Existem privilégios, oportunidades, dificuldades, potências e traços, sotaques e experiências diversas, dadas pelo gênero, origem, perfil socioeconômico e outras variáveis. Empreender sendo mulher não é igual a empreender sendo homem. As barreiras muitas vezes são diferentes. E assim, também acontece entre negros e brancos, heteros e a população LGBTQ+.

Empreender no norte é diferente de empreender no sul. O que atravessa nossas identidades, atravessa nosso empreender.

Circulando pelo país com o fazer da Move, conhecemos um pouco do que diferencia e une empreendedoras e empreendedores, e buscamos apoiar o pensar/avaliar/desenhar das iniciativas de impacto. Sem dúvida, uma oportunidade!

Em fevereiro, aconteceu o primeiro módulo do Programa de Aceleração da PPA – Plataforma Parceiros pela Amazônia. Quinze negócios da região foram selecionados e começaram oficialmente essa nova jornada de desenvolvimento. Nós, convidados pelo Idesam e juntos com os parceiros do Sense Lab, levamos o Modelo C como ferramenta para que empreendedoras e empreendedores trabalhassem suas narrativas de impacto de modo integrado aos modelos de negócios.

Fizemos perguntas, olhamos nos olhos, escutamos sinceridades, aprendemos. Conhecemos realidades, testamos/checamos teses de mudança, notamos limitações (também as nossas) defendemos a avaliação (útil e acessível), debatemos indicadores e, mais importante de tudo: vivemos relações de confiança que nos permitiram trocar. Na troca todos dão e todos ganham, sem medo. Confia-se. Fia-se, uns com os outros. E nesse fiar a rede fica mais forte, o ecossistema ganha, as ideias são turbinadas e o enfrentamento dos (tantos) problemas se reafirma e reluz.

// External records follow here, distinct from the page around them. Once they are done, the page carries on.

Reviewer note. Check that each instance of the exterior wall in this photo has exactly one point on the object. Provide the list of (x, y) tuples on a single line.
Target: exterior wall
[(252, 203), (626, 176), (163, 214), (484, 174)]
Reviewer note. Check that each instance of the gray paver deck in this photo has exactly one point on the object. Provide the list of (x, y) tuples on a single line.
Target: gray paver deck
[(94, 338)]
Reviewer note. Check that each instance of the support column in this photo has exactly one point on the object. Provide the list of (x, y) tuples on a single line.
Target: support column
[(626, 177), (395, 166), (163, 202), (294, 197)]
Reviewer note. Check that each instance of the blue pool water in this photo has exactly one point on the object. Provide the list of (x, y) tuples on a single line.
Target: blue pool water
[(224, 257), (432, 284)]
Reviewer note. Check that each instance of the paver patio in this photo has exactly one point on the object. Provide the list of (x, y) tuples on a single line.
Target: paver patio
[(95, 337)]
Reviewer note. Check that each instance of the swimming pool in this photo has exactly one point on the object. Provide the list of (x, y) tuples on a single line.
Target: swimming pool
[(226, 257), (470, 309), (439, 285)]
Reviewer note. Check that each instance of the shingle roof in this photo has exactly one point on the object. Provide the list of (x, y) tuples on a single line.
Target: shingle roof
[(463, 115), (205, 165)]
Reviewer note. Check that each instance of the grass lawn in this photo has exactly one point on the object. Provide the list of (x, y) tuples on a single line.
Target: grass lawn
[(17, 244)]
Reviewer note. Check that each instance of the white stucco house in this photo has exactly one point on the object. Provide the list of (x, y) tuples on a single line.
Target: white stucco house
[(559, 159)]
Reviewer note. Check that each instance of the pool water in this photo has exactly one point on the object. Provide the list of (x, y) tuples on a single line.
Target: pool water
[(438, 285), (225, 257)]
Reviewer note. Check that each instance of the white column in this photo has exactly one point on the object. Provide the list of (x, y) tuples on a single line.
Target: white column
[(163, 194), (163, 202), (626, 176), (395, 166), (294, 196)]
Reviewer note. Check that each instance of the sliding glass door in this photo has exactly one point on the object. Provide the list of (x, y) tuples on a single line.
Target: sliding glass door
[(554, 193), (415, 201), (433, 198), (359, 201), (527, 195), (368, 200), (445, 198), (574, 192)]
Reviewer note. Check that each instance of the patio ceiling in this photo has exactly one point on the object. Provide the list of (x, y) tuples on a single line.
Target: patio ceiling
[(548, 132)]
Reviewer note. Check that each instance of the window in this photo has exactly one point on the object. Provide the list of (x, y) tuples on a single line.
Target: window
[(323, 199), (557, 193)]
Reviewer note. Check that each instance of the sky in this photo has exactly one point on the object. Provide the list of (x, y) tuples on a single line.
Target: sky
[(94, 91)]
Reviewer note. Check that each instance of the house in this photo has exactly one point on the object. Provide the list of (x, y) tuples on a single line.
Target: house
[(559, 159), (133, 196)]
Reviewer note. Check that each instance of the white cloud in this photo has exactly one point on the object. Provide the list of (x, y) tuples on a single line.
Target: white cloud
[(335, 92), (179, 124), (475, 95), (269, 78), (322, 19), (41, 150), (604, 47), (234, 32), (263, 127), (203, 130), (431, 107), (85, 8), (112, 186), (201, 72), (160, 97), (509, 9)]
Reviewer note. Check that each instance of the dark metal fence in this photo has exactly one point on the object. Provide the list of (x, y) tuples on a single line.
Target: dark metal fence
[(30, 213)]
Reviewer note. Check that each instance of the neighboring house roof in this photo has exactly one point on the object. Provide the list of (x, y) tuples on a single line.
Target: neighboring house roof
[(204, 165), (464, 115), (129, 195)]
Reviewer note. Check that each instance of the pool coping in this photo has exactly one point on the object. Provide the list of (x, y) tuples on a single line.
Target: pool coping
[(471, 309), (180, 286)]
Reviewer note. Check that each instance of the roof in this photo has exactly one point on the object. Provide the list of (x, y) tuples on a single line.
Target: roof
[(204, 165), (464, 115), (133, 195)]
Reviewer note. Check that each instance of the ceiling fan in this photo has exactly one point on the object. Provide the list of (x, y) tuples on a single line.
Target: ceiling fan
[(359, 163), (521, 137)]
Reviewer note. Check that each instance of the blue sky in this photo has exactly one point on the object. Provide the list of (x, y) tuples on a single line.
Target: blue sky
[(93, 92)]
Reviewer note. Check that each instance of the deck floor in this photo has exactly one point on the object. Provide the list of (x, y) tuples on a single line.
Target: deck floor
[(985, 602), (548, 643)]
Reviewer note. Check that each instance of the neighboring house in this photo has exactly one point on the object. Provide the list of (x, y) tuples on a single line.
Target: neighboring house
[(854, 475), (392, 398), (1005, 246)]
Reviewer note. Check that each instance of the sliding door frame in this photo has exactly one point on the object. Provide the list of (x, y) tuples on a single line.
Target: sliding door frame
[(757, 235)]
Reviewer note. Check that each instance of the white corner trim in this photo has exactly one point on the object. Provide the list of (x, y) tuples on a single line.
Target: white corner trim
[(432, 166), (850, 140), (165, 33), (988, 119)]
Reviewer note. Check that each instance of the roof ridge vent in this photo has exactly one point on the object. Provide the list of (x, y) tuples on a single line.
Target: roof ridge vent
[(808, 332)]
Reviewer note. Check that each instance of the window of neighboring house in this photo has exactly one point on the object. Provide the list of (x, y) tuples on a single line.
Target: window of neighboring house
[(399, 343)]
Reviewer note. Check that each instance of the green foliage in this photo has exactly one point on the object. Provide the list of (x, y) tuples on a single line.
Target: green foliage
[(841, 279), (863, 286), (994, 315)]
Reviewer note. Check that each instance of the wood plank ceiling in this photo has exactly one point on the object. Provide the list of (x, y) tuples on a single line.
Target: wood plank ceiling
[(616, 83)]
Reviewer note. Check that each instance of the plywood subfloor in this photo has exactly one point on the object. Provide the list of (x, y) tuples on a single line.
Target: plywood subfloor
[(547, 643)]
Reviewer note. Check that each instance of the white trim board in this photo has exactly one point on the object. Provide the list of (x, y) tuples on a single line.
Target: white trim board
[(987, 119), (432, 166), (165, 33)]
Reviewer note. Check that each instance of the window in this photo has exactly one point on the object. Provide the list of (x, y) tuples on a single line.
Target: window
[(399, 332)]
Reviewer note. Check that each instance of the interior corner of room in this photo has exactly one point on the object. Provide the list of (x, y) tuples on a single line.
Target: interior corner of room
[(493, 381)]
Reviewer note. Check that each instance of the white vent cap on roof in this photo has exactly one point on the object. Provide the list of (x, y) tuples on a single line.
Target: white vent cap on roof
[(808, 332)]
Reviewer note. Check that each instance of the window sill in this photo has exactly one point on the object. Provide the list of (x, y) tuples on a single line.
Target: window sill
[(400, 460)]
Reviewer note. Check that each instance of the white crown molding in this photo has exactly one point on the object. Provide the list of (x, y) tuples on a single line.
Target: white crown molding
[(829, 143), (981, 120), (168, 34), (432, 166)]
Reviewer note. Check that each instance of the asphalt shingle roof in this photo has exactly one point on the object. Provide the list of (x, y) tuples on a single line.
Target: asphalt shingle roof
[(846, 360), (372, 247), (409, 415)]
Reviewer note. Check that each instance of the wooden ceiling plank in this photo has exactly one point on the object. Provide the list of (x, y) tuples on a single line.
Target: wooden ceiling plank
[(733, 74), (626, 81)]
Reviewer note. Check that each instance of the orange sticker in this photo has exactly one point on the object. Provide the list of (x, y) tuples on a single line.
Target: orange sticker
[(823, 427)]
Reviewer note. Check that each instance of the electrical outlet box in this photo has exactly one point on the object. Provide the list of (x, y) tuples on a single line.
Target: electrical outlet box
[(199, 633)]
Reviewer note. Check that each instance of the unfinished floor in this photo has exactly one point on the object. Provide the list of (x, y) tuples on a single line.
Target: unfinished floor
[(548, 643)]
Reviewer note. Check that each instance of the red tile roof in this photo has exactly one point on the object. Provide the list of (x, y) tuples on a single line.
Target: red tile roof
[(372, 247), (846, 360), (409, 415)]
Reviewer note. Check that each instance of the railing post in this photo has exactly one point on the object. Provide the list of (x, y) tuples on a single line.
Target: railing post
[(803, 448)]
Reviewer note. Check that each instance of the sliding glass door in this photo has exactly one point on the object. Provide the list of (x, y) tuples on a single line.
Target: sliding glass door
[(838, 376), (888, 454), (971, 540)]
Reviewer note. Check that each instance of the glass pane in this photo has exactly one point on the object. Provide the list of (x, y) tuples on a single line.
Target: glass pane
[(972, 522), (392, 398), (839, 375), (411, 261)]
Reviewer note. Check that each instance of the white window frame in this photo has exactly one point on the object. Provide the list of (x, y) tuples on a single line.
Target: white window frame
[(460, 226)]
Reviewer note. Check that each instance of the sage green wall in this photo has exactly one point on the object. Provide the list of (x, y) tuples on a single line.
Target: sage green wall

Como avançar coletivamente, cuidar da Amazônia e do país sem trocas, sem confiança? Impossível, nos disse também essa turma amazonense com seus exemplos, iniciativas, palavras próprias e histórias. Mas como estabelecer confiança? Como se abrir para fiar com/juntamente? A resposta não é definitiva mas de certo, é preciso não ter medo de perder, sofrer algo. Não podemos querer ganhar sozinhos, sair por cima, explorar. Esse modelo não ajuda nas conversas, nos encontros mais potentes, na criação da tal confiança.

Lá em Manaus, algo bonito e forte está se fiando entre tais negócios e empreendedoras(es).